Believe it or not, most people function in a chronic state of dehydration. Whether it is due to your busy schedule or simply not having fresh, clean water on hand when you need it, it is likely that you are not drinking the amount of fluids your body truly needs.
As your body becomes accustomed to this chronic dehydration, you lose sensitivity to water deprivation and stop feeling thirsty when you need water. This can become a major problem, as water comprises over half of your body mass in the form of intracellular fluid, interstitial fluids, cerebrospinal fluid, and others. These fluids unite your various organs and physiological systems into one coherent organism, allowing for many of the body’s most critical communications.
Of your body’s fluids, none are more life-sustaining than blood itself, as blood is your body’s vehicle for delivering nutrients, oxygen and vital components to your tissues through the arterial and capillary system. The same blood is also used to carry carbon dioxide, byproducts and waste products through the venous system to discharge them through the lungs by exhalation or through sweat, stool or urine.
So what does this have to do with your water intake? Water comprises roughly 83 percent of your blood volume, so dehydration can cause major problems for overall health. Attempting to function without enough water is similar to running a car without enough oil to lubricate its system.
The solution is simple: Drink more water—just be wary of where it comes from. While it seems that bottled water is the wisest choice, there is far less oversight of the quality of bottled water than plain, filtered tap water—a fact that might come as a major shock to anyone spending top dollar on a supposedly safe, clean way to hydrate. Water quality tests for bottled products are not required by the FDA and in the past several years, bottled water has been recalled due to contamination with arsenic, bromate, cleaning compounds, mold, and bacteria.

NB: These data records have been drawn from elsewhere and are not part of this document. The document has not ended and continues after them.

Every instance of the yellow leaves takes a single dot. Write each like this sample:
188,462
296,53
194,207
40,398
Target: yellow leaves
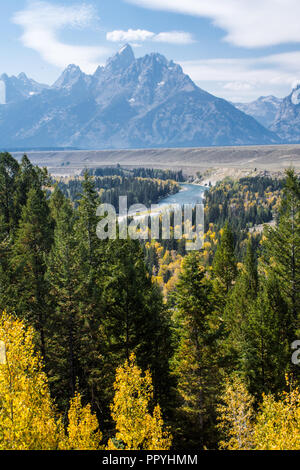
136,428
27,418
278,422
275,427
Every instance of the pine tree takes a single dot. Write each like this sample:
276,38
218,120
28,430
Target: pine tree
9,169
83,428
224,265
195,361
29,291
63,274
135,319
239,306
282,249
235,416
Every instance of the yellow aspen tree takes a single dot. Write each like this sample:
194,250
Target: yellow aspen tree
235,416
278,422
83,428
27,415
137,428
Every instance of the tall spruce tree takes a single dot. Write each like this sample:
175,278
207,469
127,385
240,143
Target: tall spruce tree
28,293
63,271
282,250
195,361
224,264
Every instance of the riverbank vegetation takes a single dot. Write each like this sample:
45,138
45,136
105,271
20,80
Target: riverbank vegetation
202,339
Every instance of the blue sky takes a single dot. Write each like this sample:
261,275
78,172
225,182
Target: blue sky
236,49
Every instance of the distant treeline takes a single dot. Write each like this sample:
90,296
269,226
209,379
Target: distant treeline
140,173
138,190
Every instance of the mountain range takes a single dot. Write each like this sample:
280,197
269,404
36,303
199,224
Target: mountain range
130,102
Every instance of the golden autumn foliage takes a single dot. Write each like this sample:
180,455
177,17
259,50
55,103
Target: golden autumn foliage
275,426
28,418
137,428
236,417
278,422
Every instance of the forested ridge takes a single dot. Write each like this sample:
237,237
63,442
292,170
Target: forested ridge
121,344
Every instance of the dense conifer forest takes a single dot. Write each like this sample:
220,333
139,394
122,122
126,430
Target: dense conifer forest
122,344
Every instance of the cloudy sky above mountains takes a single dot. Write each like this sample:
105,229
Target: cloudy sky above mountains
236,49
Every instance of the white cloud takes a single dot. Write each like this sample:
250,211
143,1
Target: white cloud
41,23
130,35
248,23
246,79
141,35
174,37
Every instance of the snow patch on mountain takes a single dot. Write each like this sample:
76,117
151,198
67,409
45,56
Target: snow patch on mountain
295,98
2,92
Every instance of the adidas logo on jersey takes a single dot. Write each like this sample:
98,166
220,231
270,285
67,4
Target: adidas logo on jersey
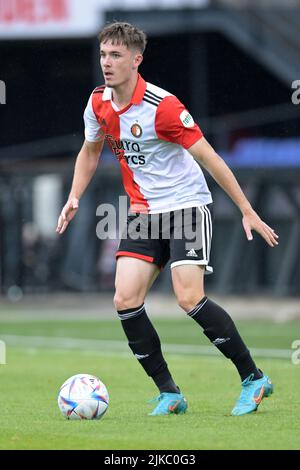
192,253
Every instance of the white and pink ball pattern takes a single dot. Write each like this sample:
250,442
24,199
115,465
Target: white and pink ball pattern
83,396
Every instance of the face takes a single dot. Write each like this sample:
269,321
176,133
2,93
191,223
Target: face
118,63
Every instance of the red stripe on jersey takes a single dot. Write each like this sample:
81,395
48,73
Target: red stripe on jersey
169,126
104,112
135,255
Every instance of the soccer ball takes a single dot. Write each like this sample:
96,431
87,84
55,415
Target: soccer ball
83,396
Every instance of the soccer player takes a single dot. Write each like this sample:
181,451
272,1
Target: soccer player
158,145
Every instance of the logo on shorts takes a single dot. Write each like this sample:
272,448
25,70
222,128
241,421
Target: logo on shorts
220,341
192,253
136,130
186,119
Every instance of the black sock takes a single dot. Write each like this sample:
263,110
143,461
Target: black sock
144,342
222,332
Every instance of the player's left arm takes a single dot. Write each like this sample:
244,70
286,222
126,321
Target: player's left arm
203,152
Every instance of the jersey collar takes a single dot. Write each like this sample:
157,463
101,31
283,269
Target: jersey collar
138,93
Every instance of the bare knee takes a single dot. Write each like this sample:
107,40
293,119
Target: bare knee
123,301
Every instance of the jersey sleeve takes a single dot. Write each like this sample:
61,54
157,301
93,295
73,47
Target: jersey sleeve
92,128
174,123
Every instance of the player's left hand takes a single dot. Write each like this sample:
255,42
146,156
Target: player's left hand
251,221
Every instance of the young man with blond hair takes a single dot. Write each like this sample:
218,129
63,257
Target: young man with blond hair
158,145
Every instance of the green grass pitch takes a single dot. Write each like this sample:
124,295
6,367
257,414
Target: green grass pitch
30,418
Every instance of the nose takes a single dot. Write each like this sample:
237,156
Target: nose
106,61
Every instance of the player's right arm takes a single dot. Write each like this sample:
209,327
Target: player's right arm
85,167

Unfortunately, that is not the only concern that comes with bottled water—the potential health-related and environmental risks of its plastic packaging are also something to consider.
In the end, tap water that is filtered through an activated carbon filter is probably your safest bet. If, however, you are still worried about potential contaminants lurking in your water, you can always consider one of the many home filtration systems available on the market today.
Finally, regular detox programs (including safe and gentle chelation) can help to ensure that your body stays hydrated and healthy throughout the seasons.